AI systems are creating huge amounts of data at a rapid rate. While this flood of information is extremely valuable, it is also difficult to analyse and understand. Organisations need to make sense of these large data sets to derive useful insights and make better decisions. Data visualisation plays a pivotal role in the interpretation of complex data, making it accessible, understandable, and actionable. Well-designed visualisation can translate complex, high-dimensional data into intuitive, visually appealing representations, helping stakeholders to understand patterns, trends, and anomalies that would otherwise be challenging to recognise.
There are some data visualisation methods that you are using already; and some that you definitely should master as data complexity increases and there is more demand from business teams for better data visualisation.
Download Common Data Visualisation Methods as a PDF
Add These to Your Data Visualisation Repertoire
There are additional visualisation tools that you should be using to tell a better data story. Each of these visualisation techniques serves specific purposes in data analysis, offering unique advantages for representing data insights.
Waterfall charts depict the impact of intermediate positive and negative values on an initial value, often resulting in a final value. They are commonly employed in financial analysis to illustrate the contribution of various factors to a total, making them ideal for visualising step-by-step financial contributions or tracking the cumulative effect of sequentially introduced factors.
Advantages:
- Sequential Analysis. Ideal for understanding the cumulative effect of sequentially introduced positive or negative values.
- Financial Reporting.

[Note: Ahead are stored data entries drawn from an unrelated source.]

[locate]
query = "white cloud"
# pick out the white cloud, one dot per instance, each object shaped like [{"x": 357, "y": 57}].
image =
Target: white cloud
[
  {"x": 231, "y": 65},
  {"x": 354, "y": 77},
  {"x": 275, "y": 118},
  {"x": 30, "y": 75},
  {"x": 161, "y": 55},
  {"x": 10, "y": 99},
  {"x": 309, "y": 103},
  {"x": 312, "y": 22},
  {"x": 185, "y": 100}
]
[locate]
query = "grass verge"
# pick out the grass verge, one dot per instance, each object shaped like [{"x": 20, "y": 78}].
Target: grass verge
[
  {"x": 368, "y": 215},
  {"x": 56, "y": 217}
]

Commonly used for financial statements to break down the contributions of various elements to a net result, such as revenues, costs, and profits over time.
Box and Whisker Plots summarise data distribution using a five-number summary: minimum, first quartile (Q1), median, third quartile (Q3), and maximum. They are valuable for showcasing data sample variations without relying on specific statistical assumptions. Box and Whisker Plots excel in comparing distributions across multiple groups or datasets, providing a concise overview of various statistics.
Advantages:
- Distribution Clarity. Provide a clear view of the data distribution, including its central tendency, variability, and skewness.

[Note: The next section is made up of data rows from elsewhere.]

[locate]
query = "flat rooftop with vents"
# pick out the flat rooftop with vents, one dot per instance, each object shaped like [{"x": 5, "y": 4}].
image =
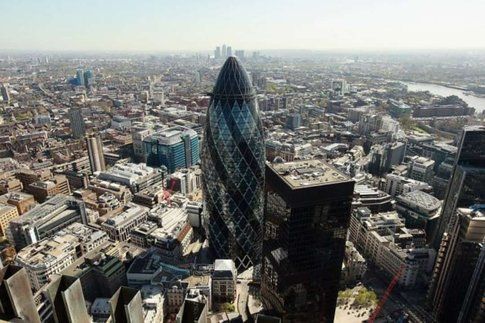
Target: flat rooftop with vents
[{"x": 307, "y": 173}]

- Outlier Identification. Easily identify outliers, offering insights into the spread and symmetry of the data.
Bullet charts, a bar graph variant, serve as a replacement for dashboard gauges and meters. They showcase a primary measure alongside one or more other measures for context, such as a target or previous period’s performance, often incorporating qualitative ranges like poor, satisfactory, and good. Ideal for performance dashboards with limited space, bullet charts efficiently demonstrate progress towards goals.
Advantages:
- Compactness. Offer a compact and straightforward way to monitor performance against a target.
- Efficiency. More efficient than gauges and meters in dashboard design, as they take up less space and can display more information, making them ideal for comparing multiple measures.
Conclusion
Each data visualisation type has its unique strengths, making it better suited for certain types of data and analysis than others. The key to effective data visualisation lies in matching the visualisation type to your data’s specific needs, considering the story you want, to tell or the insights you aim to glean. Choosing the right data representation helps you to make informed decisions that enhance your data analysis and communication efforts.
Incorporating Waterfall Charts, Box and Whisker Plots, and Bullet Charts into the data visualisation toolkit allows for a broader range of insights to be derived from your data. From analysing financial data, comparing distributions, to tracking performance metrics, these additional types of visualisation can communicate complex data stories clearly and effectively. As with all data visualisation, the key is to choose the type that best matches the organisation’s data story, making it accessible and understandable to the audience.